Google My Business is an effective way of directing calls and footfall to your business without even sending visitors to your website.
GMB is a free product that allows business owners to verify and submit basic details about their business to Google. Owners can also engage with existing and potential customers across Google’s properties, such as Google Maps.
To create a Google My Business listing, visit this page: https://www.google.com/business
Step 4: Facebook
It’s possible to add your business to Facebook in a similar way to Google My Business so that you can appear in any local searches for your business.
To create a Facebook business page, go here: https://business.facebook.com
Step 5: Local directories
Search engines use other local directories such as Bing!, Yelp, Yell (there’s loads more!) to determine just how relevant and local you are.
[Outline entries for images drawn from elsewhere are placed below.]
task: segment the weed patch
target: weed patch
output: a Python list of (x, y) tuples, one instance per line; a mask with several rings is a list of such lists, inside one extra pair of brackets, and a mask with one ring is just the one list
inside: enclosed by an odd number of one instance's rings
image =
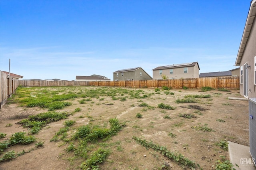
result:
[(191, 168), (194, 168), (196, 167), (194, 161), (190, 160), (178, 152), (168, 150), (166, 147), (162, 146), (158, 144), (153, 143), (151, 141), (148, 142), (145, 139), (142, 140), (136, 136), (133, 136), (132, 138), (138, 144), (145, 147), (147, 149), (152, 149), (159, 152), (164, 156), (174, 160), (183, 168), (185, 168), (185, 167)]
[(177, 103), (198, 103), (199, 101), (198, 100), (194, 99), (194, 98), (183, 98), (183, 99), (178, 99), (175, 101), (175, 102)]
[[(221, 158), (215, 162), (215, 169), (217, 170), (236, 170), (236, 169), (233, 168), (233, 165), (229, 160), (227, 160), (226, 157), (223, 156), (220, 156)], [(237, 165), (236, 165), (238, 166)]]
[(181, 114), (180, 113), (179, 117), (184, 117), (187, 119), (196, 118), (196, 117), (194, 115), (190, 114)]
[(211, 96), (210, 95), (186, 95), (184, 96), (185, 98), (208, 98), (211, 97)]
[(170, 132), (170, 133), (169, 133), (168, 134), (168, 136), (172, 138), (175, 138), (175, 137), (176, 137), (176, 134), (174, 134), (172, 132)]
[(43, 127), (52, 122), (66, 119), (69, 115), (66, 112), (50, 111), (30, 116), (29, 119), (23, 119), (18, 123), (24, 128), (30, 128), (32, 134), (38, 133)]
[(226, 121), (225, 121), (223, 119), (216, 119), (216, 121), (217, 121), (217, 122), (226, 122)]
[(141, 117), (142, 117), (142, 115), (140, 113), (137, 113), (137, 114), (136, 114), (136, 117), (138, 117), (138, 118), (140, 118)]
[(175, 107), (173, 107), (168, 104), (164, 104), (162, 103), (159, 104), (157, 105), (157, 107), (158, 108), (164, 109), (174, 110), (175, 109)]
[(164, 119), (171, 119), (171, 118), (170, 117), (169, 115), (164, 115)]
[(227, 142), (224, 140), (220, 140), (219, 142), (217, 142), (216, 144), (219, 146), (222, 149), (225, 150), (228, 150), (228, 142)]
[(198, 126), (194, 126), (192, 127), (192, 128), (197, 130), (202, 130), (204, 132), (212, 132), (214, 131), (212, 129), (207, 127), (207, 125), (204, 125), (204, 126), (201, 126), (200, 123), (198, 123)]

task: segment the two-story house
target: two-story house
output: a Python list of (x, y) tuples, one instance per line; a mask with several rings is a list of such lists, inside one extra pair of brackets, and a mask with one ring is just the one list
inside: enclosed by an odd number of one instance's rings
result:
[(119, 70), (113, 73), (113, 80), (146, 80), (152, 77), (141, 67)]
[(198, 78), (199, 65), (198, 62), (158, 67), (153, 69), (153, 79), (188, 79)]

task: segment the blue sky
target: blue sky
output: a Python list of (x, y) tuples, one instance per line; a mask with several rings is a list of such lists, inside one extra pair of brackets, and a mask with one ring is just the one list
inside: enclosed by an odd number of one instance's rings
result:
[(75, 80), (198, 61), (234, 67), (250, 0), (0, 0), (0, 70)]

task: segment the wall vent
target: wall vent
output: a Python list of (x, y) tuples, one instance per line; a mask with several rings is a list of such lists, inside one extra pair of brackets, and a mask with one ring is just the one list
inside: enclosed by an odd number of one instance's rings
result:
[(249, 100), (249, 135), (250, 152), (254, 160), (256, 160), (256, 98)]

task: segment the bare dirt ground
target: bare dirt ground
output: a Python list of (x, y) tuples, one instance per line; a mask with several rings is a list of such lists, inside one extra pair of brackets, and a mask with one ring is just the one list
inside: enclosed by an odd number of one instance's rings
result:
[[(145, 94), (155, 93), (154, 89), (140, 89)], [(242, 97), (238, 90), (224, 92), (215, 89), (205, 92), (200, 90), (171, 89), (170, 91), (174, 93), (174, 95), (166, 95), (161, 90), (160, 94), (155, 94), (146, 99), (128, 98), (124, 101), (113, 101), (110, 97), (104, 97), (102, 101), (92, 98), (94, 103), (80, 104), (79, 101), (81, 99), (77, 98), (70, 101), (73, 105), (56, 111), (72, 112), (76, 108), (82, 109), (80, 112), (68, 118), (69, 120), (76, 121), (72, 127), (73, 129), (89, 122), (103, 126), (110, 118), (115, 117), (120, 122), (125, 123), (126, 126), (117, 135), (104, 141), (114, 144), (111, 147), (110, 155), (100, 165), (100, 169), (161, 169), (162, 165), (166, 163), (170, 165), (167, 167), (170, 169), (183, 169), (175, 162), (159, 153), (137, 144), (132, 139), (134, 136), (151, 140), (154, 143), (166, 146), (168, 150), (178, 151), (194, 161), (202, 169), (215, 169), (215, 161), (220, 159), (220, 156), (229, 159), (228, 151), (220, 148), (216, 142), (222, 140), (228, 140), (249, 146), (248, 101), (228, 99), (228, 97)], [(177, 99), (190, 94), (210, 94), (212, 97), (211, 99), (200, 98), (200, 102), (196, 103), (175, 102)], [(138, 106), (142, 102), (155, 108), (143, 109), (144, 107)], [(161, 103), (168, 104), (176, 109), (170, 110), (157, 108)], [(109, 103), (113, 105), (106, 105)], [(17, 104), (6, 104), (1, 109), (0, 132), (7, 134), (5, 138), (0, 139), (0, 141), (10, 138), (16, 132), (29, 133), (29, 129), (16, 124), (20, 119), (5, 119), (8, 117), (6, 114), (16, 112), (17, 109), (24, 108), (18, 107), (18, 105)], [(202, 114), (198, 114), (198, 111)], [(197, 112), (194, 113), (195, 111)], [(47, 110), (36, 108), (32, 111), (35, 114), (46, 112)], [(140, 113), (142, 117), (136, 117), (137, 113)], [(181, 117), (179, 116), (181, 113), (193, 114), (196, 117)], [(88, 115), (90, 116), (86, 116)], [(170, 119), (164, 119), (166, 115)], [(216, 119), (225, 122), (217, 121)], [(34, 143), (27, 145), (14, 145), (5, 150), (4, 152), (12, 150), (16, 152), (23, 150), (30, 152), (11, 161), (0, 162), (0, 170), (79, 169), (78, 167), (84, 160), (76, 158), (72, 152), (66, 152), (68, 144), (64, 141), (50, 142), (55, 133), (64, 127), (64, 121), (52, 123), (35, 135), (37, 141), (44, 142), (43, 148), (33, 149)], [(6, 127), (8, 124), (12, 126)], [(203, 131), (192, 128), (205, 125), (214, 131)], [(175, 134), (176, 137), (168, 136), (170, 132)], [(2, 155), (0, 155), (0, 158)]]

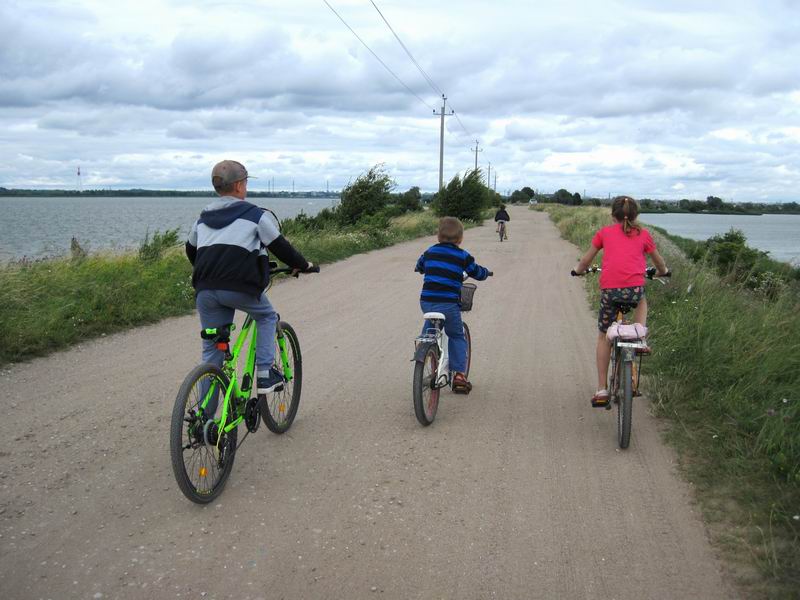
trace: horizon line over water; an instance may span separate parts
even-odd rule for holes
[[[185,239],[207,196],[0,196],[2,236],[0,262],[23,257],[41,259],[69,255],[77,238],[89,252],[125,251],[139,247],[145,236],[178,229]],[[336,198],[252,198],[279,219],[301,211],[309,216],[338,203]]]
[[[639,215],[639,220],[698,241],[739,229],[751,248],[769,252],[775,260],[800,267],[800,215],[645,213]]]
It’s important to list your business details including address information and website links in as many authoritative local directories as possible.
Adding your business to local directories can take time, so tackling this task monthly to ensure a consistent and steady growth in your local profile is a good approach.
Step 6: Reviews
Build a strong review profile by directing as many happy customers to review your business as possible. Use the Google My Business listing as a review engine for your business by providing your cusomters with a direct link to review your business. Google Support provide info on how to create a link for customers to write reviews. In addition, using other review engines such as Trustpilot or Feefo will certainly be beneficial in building your review profile. Reviews also are an influencer that can positively improve conversion rates, encouraging prospects to make the decision to get in touch with your business or make that purchase.